Causes and Prevention
· Smoking is a the largest cause of lung cancer.  Risk is also increased with exposure to asbestos, radon, hydrocarbons and metals.
· The greatest preventative measure is to not smoke.

Symptoms
· Wheezing, shortness of breath, coughing producing blood in sputum, chest pain.

Screening
· No routine screening test.
· Abnormal tests are followed up with a colonoscopy.

Melanoma
Melanoma presents as 9.5% of all cancers, with nearly 10 300 new cases diagnosed each year.  More than 1 430 deaths annually are the result of melanoma cancer. 

Causes and Prevention
· Risk is increased with exposure to UV, particularly with episodes of sunburn.  Additional risk exists for people with fair skin, a family history, those with previous melanoma, a dysplastic naevi (a mole of  unusual appearance), or depressed immune system.
· Prevention entails avoiding sunburn, UV exposure particularly between 10am and 3pm, and when the UV alert is above 3.  Avoid tanning salons.

Symptoms
· Usually asymptomatic, but a skin lesion that is asymmetrical, has uneven boarders, is changing, has a diameter > 6mm, or is evolving, may be associated with melanoma.

Screening
· Self-examination of the skin surface for skin lesions that are irregular and changing.
· Annual checks by a dermatologist especially people with dysplastic naevi.


Breast Cancer
Approximately 12 700 new cases of breast cancer are diagnosed each year in Australia.

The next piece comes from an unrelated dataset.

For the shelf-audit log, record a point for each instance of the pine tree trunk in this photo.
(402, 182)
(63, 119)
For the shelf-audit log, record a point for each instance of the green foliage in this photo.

In 2007 there were 2 680 deaths in Australian women  and 26 Australian men due to breast cancer.
Causes and Prevention
· Genetics and age are known risk factors, excess alcohol consumption, as well as exposure to female hormones (natural and administered), obesity and exposure to past radiation.
· No specific method of prevention.  High risk women may benefit from certain hormones i.e. tamoxifen.
Symptoms
· New lumps or thickening of breasts under arms, rash or red swollen breasts, nipple sores, skin of breast dimpling or discharge, pain is rare.
Screening
· Mammographic screening every two years is recommended to women from the age of 40.
· MRI or ultrasound is used for high risk younger women.

Ovarian Cancer
More than 1 200 new cases are diagnosed each year.
Causes and Prevention
· Age and genetics, as well as no oral contraception, first child after 30 or childlessness or infertility, early menarche (before 12 years) or late menopause.
· No proven prevention.
Symptoms
· Cramps and bloating, persistent abdominal pain, tiredness, painful intercourse, pelvic or back pain.
Screening
· No proven screening methods.

Cervical Cancer
175 new cases are diagnosed in Queensland each year.
Cause and Prevention
· 80% caused by Human Papilloma Virus.  Women who have had several pregnancies or several sexual partners are at higher risk.
· Prevention for young women is through a new vaccine.  For all other women, early detection is the key.
Symptoms
· Asymptomatic in early stage therefore regular pap smear.
· Late stage cancer can be accompanied by irregular bleeding between periods, unusually heavy bleeding after intercourse, unexpected bleeding, or prolonged bleeding.
Screening
· Women who have ever been sexually active should have a Pap smear every 2 years (even if no longer sexually active).

Prostate Cancer
More than 19 400 new cases each year, accounting for 30% of all male cancers. In 2007 there were  2 938 deaths reported in Australian men resulting from prostate cancer.
Causes and Prevention
· Age (particularly 50+), and genetics, as well as diets high in fat and low in fresh fruit.  There is also an association with high testosterone levels.
· No proven prevention.
Symptoms
· Can include: frequent urination, pain while urinating, blood in the urine, a weak stream of urine or unexplained weight loss.
Screening
· PSA blood test (prostate specific antigen) can detect cancer early, however it doesn’t detect all prostate cancers and elevated PSA  levels are not always indicative of cancer.
· DRE (digital rectal examination), performed by a GP.

Testicular Cancer
More than 700 new cases each year.  More than half of these are under the age of 35.
Causes and Prevention
· Causes and predisposition include genetics, personal history of undescended testicles, and atrophied (wasted) testicle.
· No proven prevention.
Symptoms
· Swelling, a small hard lump, difference in shape and texture between testicles, often painless.
Screening
· Monthly self examination to detect lumps, swelling or discomfort on the surface of the testicles.

References
The Cancer Council Australia: www.cancer.org.au
The Queensland Cancer Fund: www.qldcancer.com.au
www.medicalonline.com.au/medical/cancer/cervical.htm
www.health.qld.gov.au/cervicalscreening/

For More Information
Wesley Corporate Health
Level 2 / 46 Edward Street
Brisbane  Qld  4000
Phone:  07 3234 2600
Email: info@weshealth.com.au

Disclaimer
This Fact Sheet is provided for your information only and does not replace qualified medical advice. The information provided may not apply to every person or all situations. A medical practitioner should be consulted for all treatment and medication.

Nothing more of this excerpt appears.